ABSTRACT

The Union Territory of the Andaman and Nicobar Islands lies in the Bay of Bengal, along an arc stretching from the Irrawaddy (Ayeyarwady) delta in the north-east to the island of Sumatra in the south-east. The territory’s nearest international neighbours, therefore, are, respectively, Myanmar (formerly Burma) and Indonesia. Eastwards, across the Andaman Sea, is the Malay Peninsula, here divided between Myanmar and Thailand. While the northernmost Andaman Islands lie only 193 km (120 miles) from Cape Negrais, the tip of mainland Myanmar, and Great Nicobar is about two-thirds of that distance from Achin Head (Cape Pedro) on the Sumatran coast of Indonesia, the island chain is more significantly separated from the rest of India. Chennai (Madras) in Tamil Nadu is 1,190 km by sea to the west of Port Blair, the territorial capital, in the Andaman Islands, while the coast of West Bengal is some 30 km further, but to the north-west (a little inland, Kolkata, formerly Calcutta, is 2,255 km away).

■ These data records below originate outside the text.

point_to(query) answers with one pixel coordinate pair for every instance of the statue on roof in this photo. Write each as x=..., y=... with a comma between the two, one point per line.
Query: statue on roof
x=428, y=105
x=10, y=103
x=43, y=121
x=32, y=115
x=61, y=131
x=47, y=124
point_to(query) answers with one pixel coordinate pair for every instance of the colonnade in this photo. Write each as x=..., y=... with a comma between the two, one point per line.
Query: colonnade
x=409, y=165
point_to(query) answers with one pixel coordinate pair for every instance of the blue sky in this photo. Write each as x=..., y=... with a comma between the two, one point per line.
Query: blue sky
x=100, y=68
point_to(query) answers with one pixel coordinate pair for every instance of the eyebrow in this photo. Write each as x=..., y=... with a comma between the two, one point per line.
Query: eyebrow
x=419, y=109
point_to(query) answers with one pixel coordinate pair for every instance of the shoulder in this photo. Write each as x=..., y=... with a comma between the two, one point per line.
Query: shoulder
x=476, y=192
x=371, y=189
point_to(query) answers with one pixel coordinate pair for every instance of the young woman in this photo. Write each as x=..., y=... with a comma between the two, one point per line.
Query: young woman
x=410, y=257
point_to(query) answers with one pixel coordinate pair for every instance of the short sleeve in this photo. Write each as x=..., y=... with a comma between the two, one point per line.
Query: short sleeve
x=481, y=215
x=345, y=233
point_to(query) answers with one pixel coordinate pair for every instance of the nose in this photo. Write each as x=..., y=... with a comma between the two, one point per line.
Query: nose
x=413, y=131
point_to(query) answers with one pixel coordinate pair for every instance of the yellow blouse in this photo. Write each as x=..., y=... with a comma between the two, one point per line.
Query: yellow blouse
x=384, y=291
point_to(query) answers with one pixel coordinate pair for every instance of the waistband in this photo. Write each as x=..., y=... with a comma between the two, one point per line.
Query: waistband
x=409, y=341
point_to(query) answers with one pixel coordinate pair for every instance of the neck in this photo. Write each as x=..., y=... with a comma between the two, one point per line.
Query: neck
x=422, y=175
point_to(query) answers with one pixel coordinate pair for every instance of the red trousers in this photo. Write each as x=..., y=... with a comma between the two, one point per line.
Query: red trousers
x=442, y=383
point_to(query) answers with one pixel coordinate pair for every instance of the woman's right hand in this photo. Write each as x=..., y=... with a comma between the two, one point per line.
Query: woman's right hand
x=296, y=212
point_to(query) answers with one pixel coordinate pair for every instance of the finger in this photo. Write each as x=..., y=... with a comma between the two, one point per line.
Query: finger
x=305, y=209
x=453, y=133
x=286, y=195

The islands were grouped as a single administrative territory by the imperial Government of India in 1869, restored to British sovereignty in 1945 (after a Japanese occupation since 1942) and transferred to the jurisdiction of independent India in 1947. The Andaman and Nicobar Islands formally became an integral part of India, as the only ‘Part D’state, in 1950, to be redesignated (like the former ‘Part C’ states) a Union Territory in 1956. The islands together cover a land area of 8,249 sq km (3,185 sq miles), of which the Andamans constitute 77.7%, making the Andaman and Nicobar Islands the largest of India’s union territories and, indeed, larger than two of its states.